Et donc ? Bienvenue dans le Parasomnia du théâtre du rêve ou plutôt celui des cauchemars puisque pour redémarrer les choses, le quintet se frotte ici aux troubles du sommeil (!) avec leurs lots de ténèbres et d’obscurité pour adeptes d’insomnie, de somnambulisme, de Lovecraft et autres joyeusetés du même acabit. Histoire de tempérer les ardeurs, nos amis démarrent tranquillement avec l’instrumentale « In The Arms Of Morpheus » qui monte en pression avant l’arrivée d’un riff de guitare qui plombe l’ambiance sans forcer.

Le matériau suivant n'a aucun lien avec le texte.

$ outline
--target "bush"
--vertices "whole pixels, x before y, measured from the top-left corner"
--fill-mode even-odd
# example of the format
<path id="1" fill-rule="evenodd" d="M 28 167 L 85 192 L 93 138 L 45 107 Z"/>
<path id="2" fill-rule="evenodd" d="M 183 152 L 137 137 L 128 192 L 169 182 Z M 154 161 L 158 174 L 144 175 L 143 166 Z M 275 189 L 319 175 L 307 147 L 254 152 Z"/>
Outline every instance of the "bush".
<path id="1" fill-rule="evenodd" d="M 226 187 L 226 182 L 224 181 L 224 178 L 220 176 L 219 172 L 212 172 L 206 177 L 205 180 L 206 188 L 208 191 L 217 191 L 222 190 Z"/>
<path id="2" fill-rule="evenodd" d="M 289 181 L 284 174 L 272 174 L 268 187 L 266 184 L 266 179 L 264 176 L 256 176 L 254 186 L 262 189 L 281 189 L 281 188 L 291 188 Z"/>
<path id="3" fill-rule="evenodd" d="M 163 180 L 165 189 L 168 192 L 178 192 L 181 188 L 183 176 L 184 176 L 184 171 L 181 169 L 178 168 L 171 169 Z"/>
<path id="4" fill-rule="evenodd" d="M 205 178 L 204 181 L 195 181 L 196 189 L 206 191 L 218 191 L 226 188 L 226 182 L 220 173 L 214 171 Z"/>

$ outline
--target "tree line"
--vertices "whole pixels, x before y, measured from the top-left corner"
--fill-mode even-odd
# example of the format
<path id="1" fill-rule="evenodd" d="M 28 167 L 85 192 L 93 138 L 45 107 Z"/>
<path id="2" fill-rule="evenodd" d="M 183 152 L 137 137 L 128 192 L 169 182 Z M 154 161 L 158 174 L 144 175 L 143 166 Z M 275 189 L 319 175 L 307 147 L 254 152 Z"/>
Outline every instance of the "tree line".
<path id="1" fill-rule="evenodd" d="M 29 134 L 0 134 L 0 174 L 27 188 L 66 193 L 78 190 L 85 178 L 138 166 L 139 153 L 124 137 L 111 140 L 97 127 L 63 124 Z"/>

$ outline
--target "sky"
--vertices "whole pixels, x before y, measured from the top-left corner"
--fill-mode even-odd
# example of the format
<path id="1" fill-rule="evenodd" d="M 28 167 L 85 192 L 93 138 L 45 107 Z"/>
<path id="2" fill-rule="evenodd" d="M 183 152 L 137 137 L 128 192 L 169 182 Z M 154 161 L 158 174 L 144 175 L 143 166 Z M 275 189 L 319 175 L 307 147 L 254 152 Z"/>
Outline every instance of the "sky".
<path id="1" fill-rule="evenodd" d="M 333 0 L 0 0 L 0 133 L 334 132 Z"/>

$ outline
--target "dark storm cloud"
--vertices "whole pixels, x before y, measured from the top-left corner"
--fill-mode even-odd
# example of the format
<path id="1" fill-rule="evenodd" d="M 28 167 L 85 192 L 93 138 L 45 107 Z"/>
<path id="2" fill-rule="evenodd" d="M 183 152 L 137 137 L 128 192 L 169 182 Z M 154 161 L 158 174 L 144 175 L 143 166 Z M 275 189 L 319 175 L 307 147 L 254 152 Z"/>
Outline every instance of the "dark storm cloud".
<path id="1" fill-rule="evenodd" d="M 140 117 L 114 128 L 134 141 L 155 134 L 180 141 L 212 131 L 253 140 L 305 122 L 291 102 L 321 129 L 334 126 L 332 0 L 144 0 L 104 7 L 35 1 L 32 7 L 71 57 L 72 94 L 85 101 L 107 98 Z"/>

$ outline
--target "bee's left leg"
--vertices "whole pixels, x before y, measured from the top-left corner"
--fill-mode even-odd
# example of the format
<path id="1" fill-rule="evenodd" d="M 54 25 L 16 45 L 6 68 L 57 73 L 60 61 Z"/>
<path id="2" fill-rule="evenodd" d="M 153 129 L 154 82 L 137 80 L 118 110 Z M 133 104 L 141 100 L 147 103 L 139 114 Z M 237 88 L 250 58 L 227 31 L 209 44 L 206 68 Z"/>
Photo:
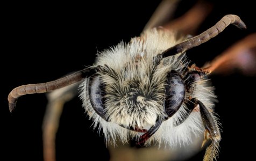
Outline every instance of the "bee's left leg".
<path id="1" fill-rule="evenodd" d="M 191 99 L 190 101 L 187 105 L 188 108 L 190 110 L 189 114 L 193 109 L 199 106 L 203 124 L 205 128 L 204 140 L 202 147 L 203 147 L 209 139 L 211 140 L 211 145 L 207 148 L 204 160 L 213 160 L 218 155 L 219 143 L 221 138 L 217 119 L 204 105 L 196 98 Z"/>

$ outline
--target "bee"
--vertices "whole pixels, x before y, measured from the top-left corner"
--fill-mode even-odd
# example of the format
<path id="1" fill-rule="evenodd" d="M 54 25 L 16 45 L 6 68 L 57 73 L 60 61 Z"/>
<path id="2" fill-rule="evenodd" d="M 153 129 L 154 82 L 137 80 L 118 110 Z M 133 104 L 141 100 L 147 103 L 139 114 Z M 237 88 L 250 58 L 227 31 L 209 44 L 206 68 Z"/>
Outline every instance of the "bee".
<path id="1" fill-rule="evenodd" d="M 83 107 L 106 141 L 173 147 L 191 142 L 191 134 L 204 131 L 209 140 L 204 160 L 216 159 L 221 140 L 214 111 L 215 95 L 208 76 L 215 69 L 200 68 L 186 52 L 217 36 L 230 24 L 246 28 L 240 18 L 224 16 L 201 34 L 177 39 L 175 32 L 156 27 L 145 31 L 128 43 L 97 55 L 91 66 L 60 79 L 15 88 L 8 96 L 12 112 L 17 99 L 70 85 L 80 85 Z"/>

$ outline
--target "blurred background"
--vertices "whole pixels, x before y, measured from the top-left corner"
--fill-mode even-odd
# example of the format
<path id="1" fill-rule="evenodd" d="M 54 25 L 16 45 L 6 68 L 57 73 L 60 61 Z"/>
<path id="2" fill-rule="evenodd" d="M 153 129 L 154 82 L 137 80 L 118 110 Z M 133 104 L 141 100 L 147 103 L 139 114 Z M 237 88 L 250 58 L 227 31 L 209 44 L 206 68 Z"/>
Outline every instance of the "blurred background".
<path id="1" fill-rule="evenodd" d="M 228 27 L 216 38 L 189 50 L 189 59 L 199 67 L 256 32 L 252 1 L 208 1 L 214 8 L 198 33 L 226 14 L 240 16 L 247 29 Z M 160 2 L 20 2 L 3 5 L 0 157 L 6 156 L 6 160 L 42 160 L 41 126 L 46 96 L 22 97 L 10 113 L 7 97 L 12 89 L 51 81 L 92 64 L 98 51 L 139 36 Z M 181 1 L 174 17 L 182 15 L 196 2 Z M 253 153 L 247 145 L 253 141 L 254 115 L 251 111 L 256 107 L 256 76 L 237 71 L 210 78 L 216 87 L 219 101 L 216 112 L 223 126 L 218 160 L 226 157 L 248 160 Z M 57 160 L 90 160 L 89 157 L 109 160 L 110 154 L 102 134 L 93 130 L 92 122 L 81 105 L 76 98 L 65 105 L 56 136 Z M 189 160 L 202 160 L 204 155 L 203 150 Z"/>

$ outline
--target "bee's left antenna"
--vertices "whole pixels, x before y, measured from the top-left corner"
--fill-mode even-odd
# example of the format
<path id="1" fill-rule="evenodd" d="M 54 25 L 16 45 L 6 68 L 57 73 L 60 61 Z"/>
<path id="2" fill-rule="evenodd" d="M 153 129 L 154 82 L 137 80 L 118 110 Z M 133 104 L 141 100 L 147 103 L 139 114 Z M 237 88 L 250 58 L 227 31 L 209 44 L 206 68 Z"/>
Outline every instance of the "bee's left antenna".
<path id="1" fill-rule="evenodd" d="M 78 82 L 95 72 L 96 70 L 94 68 L 86 68 L 53 81 L 17 87 L 8 95 L 9 110 L 11 112 L 14 109 L 17 100 L 21 96 L 51 92 Z"/>
<path id="2" fill-rule="evenodd" d="M 188 39 L 168 49 L 161 54 L 163 57 L 184 53 L 194 47 L 204 43 L 222 32 L 227 26 L 232 24 L 241 29 L 246 29 L 246 26 L 240 18 L 235 14 L 227 14 L 215 25 L 202 33 L 199 35 Z"/>

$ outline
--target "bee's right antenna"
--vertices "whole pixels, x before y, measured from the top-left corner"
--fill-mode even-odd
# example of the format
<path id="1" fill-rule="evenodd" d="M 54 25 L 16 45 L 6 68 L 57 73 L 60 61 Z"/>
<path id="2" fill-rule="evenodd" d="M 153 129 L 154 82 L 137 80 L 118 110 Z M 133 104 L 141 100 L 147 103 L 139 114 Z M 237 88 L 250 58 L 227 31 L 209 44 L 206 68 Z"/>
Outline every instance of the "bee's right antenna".
<path id="1" fill-rule="evenodd" d="M 10 111 L 11 112 L 14 109 L 17 100 L 21 96 L 51 92 L 78 82 L 95 72 L 95 69 L 86 68 L 53 81 L 17 87 L 13 89 L 8 96 Z"/>
<path id="2" fill-rule="evenodd" d="M 207 42 L 222 32 L 230 24 L 233 24 L 241 29 L 246 29 L 246 26 L 237 15 L 227 14 L 224 16 L 215 25 L 199 35 L 190 38 L 168 49 L 161 54 L 162 57 L 184 53 L 194 47 Z"/>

Évidemment, Mike Portnoy déboule furieusement dans la foulée, accompagné par la basse de John Myung (malheureusement trop peu présent au fil du disque) et les deux comparses recomposent illico cette fameuse rythmique estampillée, le tout nappé des claviers rutilants de Jordan Rudess. Nous y sommes ! Enfin ! Voici du breveté Dream Theater qui peut déjà avancer la suite sans donner l’impression de se fourvoyer. Que ce soit sur « Night Terror » ou « Broken Man », deux des singles sortis au préalable, rien n’indique en effet une quelconque volonté à s’engager sur des chemins de traverse, ni de renverser une table parfaitement décorée des souvenirs de leur généreuse discographie. L’album se fait dès lors le prétexte d’une réintroduction en règle, travaillant la quintessence d’un metal progressif à la fois accessible et virtuose. La technique est là. Imparable. Ne manque que l’audace, le goût de la nouveauté, la prise de risque pour fêter un come back annoncé en fanfare. Et ça roule des mécaniques ! L’atmosphère est menaçante voire franchement tempêtueuse (« Dead Asleep »), nourrit de déflagrations instrumentales (« Midnight Messiah » tout droit échappé de Train of Thought) et d’une ribambelle de breaks et variations pour faire « bonnes mesures ». Après la balade « Bend The Clock », qui laisse échapper son solo aérien dans un fondu en sortie un poil castrateur, il faut donc se frotter aux – presque – vingt minutes de « The Shadow Man Incident », avec ses influences Iron Maiden et Rush, pour commencer à secouer un Dream Theater jusqu’ici calé dans son fauteuil. Au fil de ce morceau mastoc tourneboulé, chaque musicien y va de son couplet, sans mégoter. Pièce maitresse de l’album, il se place derechef, bien au chaud dans la lignée d’un « Octavarium » et d’un « Count of Tuscany ». Rien que ça !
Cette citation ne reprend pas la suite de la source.